Commentary

The Right and Wrong Ways to Pressure China

By Daniel Griswold and Mark A. Groombridge
June 28, 2001
President Bush recently notified Congress that he will extend normal trade relations with China for another year. “Open trade is a force for freedom in China, a force for stability in Asia, and a force for prosperity in the United States,” said Bush.

Meanwhile, China hawks in Congress, chief among them Rep. Dana Rohrabacher, (R-Calif.), promise a renewed effort to repeal normal trade relations in a vote later this summer, pointing to China’s hostile rhetoric during the standoff over the downed U.S. surveillance plane, its jailing of visiting academics and its continuing persecution of the Catholic Church and the Falun Gong religious sect. But if the aim is to send a signal to China’s communist leaders, revoking NTR is among the worst ways to do so. Other policy instruments are available-and more effective.

Revoking NTR would be a disaster. It would harm tens of millions of American households that benefit from the $100- billion worth of Chinese-made clothes, shoes, toys, electronic goods and other imports now entering the United States each year. It would jeopardize exports to our fourth-largest trading partner and chill American investment in China. It would deprive Chinese workers of relatively well-paying jobs that are helping to build a more educated and economically independent middle class. And it would do nothing to promote human rights or modify official Chinese behavior.

Other levers exist to send an effective message to the Chinese leadership without surrendering moral high ground or inflicting collateral damage on millions of innocent families.

First, the United States should continue to sponsor resolutions at the United Nations condemning human rights abuses in China. When China jails religious activists, academics and anyone who dares criticize the government, the U.S. officials should not remain silent.
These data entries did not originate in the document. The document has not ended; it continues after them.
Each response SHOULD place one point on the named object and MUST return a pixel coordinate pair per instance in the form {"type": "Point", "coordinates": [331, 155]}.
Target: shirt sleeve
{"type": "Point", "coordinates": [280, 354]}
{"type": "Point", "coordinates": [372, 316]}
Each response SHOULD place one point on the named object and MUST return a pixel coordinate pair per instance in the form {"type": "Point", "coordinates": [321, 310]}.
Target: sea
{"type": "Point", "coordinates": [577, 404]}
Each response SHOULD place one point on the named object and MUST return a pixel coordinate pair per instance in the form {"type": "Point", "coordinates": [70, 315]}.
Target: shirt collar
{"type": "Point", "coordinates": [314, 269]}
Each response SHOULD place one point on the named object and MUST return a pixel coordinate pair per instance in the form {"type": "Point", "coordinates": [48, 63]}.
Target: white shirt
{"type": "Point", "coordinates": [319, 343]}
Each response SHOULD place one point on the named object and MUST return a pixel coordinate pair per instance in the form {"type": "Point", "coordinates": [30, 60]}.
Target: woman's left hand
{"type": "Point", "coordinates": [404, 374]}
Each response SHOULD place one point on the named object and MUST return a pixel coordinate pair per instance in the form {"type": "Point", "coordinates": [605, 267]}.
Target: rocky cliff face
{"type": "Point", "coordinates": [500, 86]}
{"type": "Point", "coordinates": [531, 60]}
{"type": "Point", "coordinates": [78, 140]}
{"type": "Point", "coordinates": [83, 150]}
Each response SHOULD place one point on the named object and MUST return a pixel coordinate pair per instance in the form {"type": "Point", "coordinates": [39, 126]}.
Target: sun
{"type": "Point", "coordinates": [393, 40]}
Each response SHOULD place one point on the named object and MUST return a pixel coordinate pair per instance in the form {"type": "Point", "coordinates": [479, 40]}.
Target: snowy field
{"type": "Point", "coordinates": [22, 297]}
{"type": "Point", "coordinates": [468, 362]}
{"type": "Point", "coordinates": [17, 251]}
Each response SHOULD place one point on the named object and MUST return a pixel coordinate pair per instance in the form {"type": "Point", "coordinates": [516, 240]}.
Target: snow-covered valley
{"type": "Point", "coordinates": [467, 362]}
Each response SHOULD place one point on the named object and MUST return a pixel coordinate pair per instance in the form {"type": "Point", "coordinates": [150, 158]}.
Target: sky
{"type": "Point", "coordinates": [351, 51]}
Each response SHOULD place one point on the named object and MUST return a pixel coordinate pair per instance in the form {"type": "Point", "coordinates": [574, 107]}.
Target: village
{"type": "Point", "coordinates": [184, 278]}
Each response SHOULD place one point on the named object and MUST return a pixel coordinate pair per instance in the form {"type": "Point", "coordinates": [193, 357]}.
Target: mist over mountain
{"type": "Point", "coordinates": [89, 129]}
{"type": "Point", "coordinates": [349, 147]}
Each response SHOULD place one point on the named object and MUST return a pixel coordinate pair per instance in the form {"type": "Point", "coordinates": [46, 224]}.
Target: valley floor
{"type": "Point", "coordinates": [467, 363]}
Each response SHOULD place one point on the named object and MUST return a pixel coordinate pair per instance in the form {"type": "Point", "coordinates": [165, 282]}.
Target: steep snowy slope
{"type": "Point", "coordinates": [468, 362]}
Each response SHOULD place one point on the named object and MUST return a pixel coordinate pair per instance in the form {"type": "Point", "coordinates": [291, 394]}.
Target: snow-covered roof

There is no contradiction between trading with China’s citizens and denouncing its government’s behavior. Trade encourages the growth of civil society, while diplomatic criticism deprives the authoritarian government of the international acceptance it craves.

Second, China should be denied the 2008 Olympics. Although they are nominally a private-sector event, the Olympics would be used by the Chinese government mostly for propaganda purposes. Hosting the games confers a level of international prestige that the Chinese government does not deserve. The Berlin Olympics of 1936 and the Moscow Olympics of 1980 did nothing to encourage the host governments to improve their human rights records.

Third, the U.S. government should increase its contacts with the freely elected government of Taiwan. The Chinese leadership is extremely sensitive to the slightest gestures of friendship or cooperation from the United States toward Taiwan. Consider how the communist leadership reacted when Taiwan’s then-President Lee paid a private visit to his alma mater, Cornell University, in 1995. The brief visit by Taiwan’s current President Chen Shui-bian to the United States in May sent an unmistakable signal to Beijing that the American people retain their preference for free-market democracies. More such visits should be allowed in the future.

Fourth, the U.S. government should continue to sell Taiwan the military hardware it needs to defend itself, consistent with the 1979 Taiwan Relations Act. Taiwan’s 22 million citizens have a right to defend their property and freedoms from the threat of invasion. What weapons to include in the package is a matter of judgment. But the signal to be sent is that the communist dictatorship has no moral right to force the people of Taiwan to give up self-government.

Fifth, the U.S. government should maintain full diplomatic relations with China but not kowtow. Relations should be businesslike and constructive, without the unnecessary pomp of Champagne toasts and sugarcoated flattery. After all, we are not dealing with a representative government elected freely by its citizens, but an authoritarian regime that tolerates no political competition and jails people who exercise freedom of speech, assembly and religion. Human rights should be raised at the highest levels.

Each of those levers has the virtue of being more easily calibrated than the drastic, all-or-nothing action of revoking normal trade relations. Contacts with Taiwan can be ratcheted up or down in response to Chinese behavior. The tone of human rights resolutions can be adjusted to reflect positive or negative developments.

Combining normal trade relations and diplomatic pressure would constitute a coherent policy of “full and constructive engagement.” It would combine the exceptional American virtues of idealism and economic liberty, transcending a morally blind commercialism on the one hand and ineffective and self-destructive trade sanctions on the other.

Daniel T. Griswold is associate director and Mark A. Groombridge is research fellow at the Center for Trade Policy Studies at the Cato Institute.